Winstrol will help with progestin receptor activity, but to what degree, that's the Q

Ellis AJ, Cawston TE, Mackie EJ.

Rheumatology Research Unit, Addenbrooke's Hospital, Cambridge, UK.

The anabolic steroid stanozolol stimulates the production of prostaglandin E2 (PGE2) and the matrix metalloproteinases collagenase and stromelysin in human skin fibroblasts but not in rheumatoid synovial fibroblasts. The basis for these differential responses was investigated at the levels of DNA synthesis and steroid receptor binding. Stanozolol inhibited fibroblast growth factor (FGF)-stimulated DNA synthesis in both the skin and synovial fibroblasts, showing that both cell types were capable of responding to the compound.
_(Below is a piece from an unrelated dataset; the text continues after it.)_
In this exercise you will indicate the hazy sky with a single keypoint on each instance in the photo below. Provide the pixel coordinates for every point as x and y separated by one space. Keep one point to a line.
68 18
Competitive binding assays indicated that stanozolol bound specifically to both the skin and synovial fibroblasts. Binding of stanozolol to both cell types could be partially displaced by progesterone, indicating that stanozolol binds to the progesterone receptor. Immunocytochemical studies confirmed the presence of progesterone receptors on skin and synovial fibroblasts. However, progesterone failed to elicit any response with respect to collagenase production in either cell type. Nortestosterone, dexamethasone and 17 beta-oestradiol had no effect on binding of stanozolol to either cell type. These results indicate that the inhibition of DNA synthesis by stanozolol is elicited through the progesterone receptor. The effects of stanozolol on collagenase and PGE2 production are mediated by a different receptor, present on skin but not synovial fibroblasts, and as yet unidentified.


I scrapped this off of one of H.FPlex's posts on winstrol as well. For whatever it's worth, it does show the PR antagonist activity with stanozolol.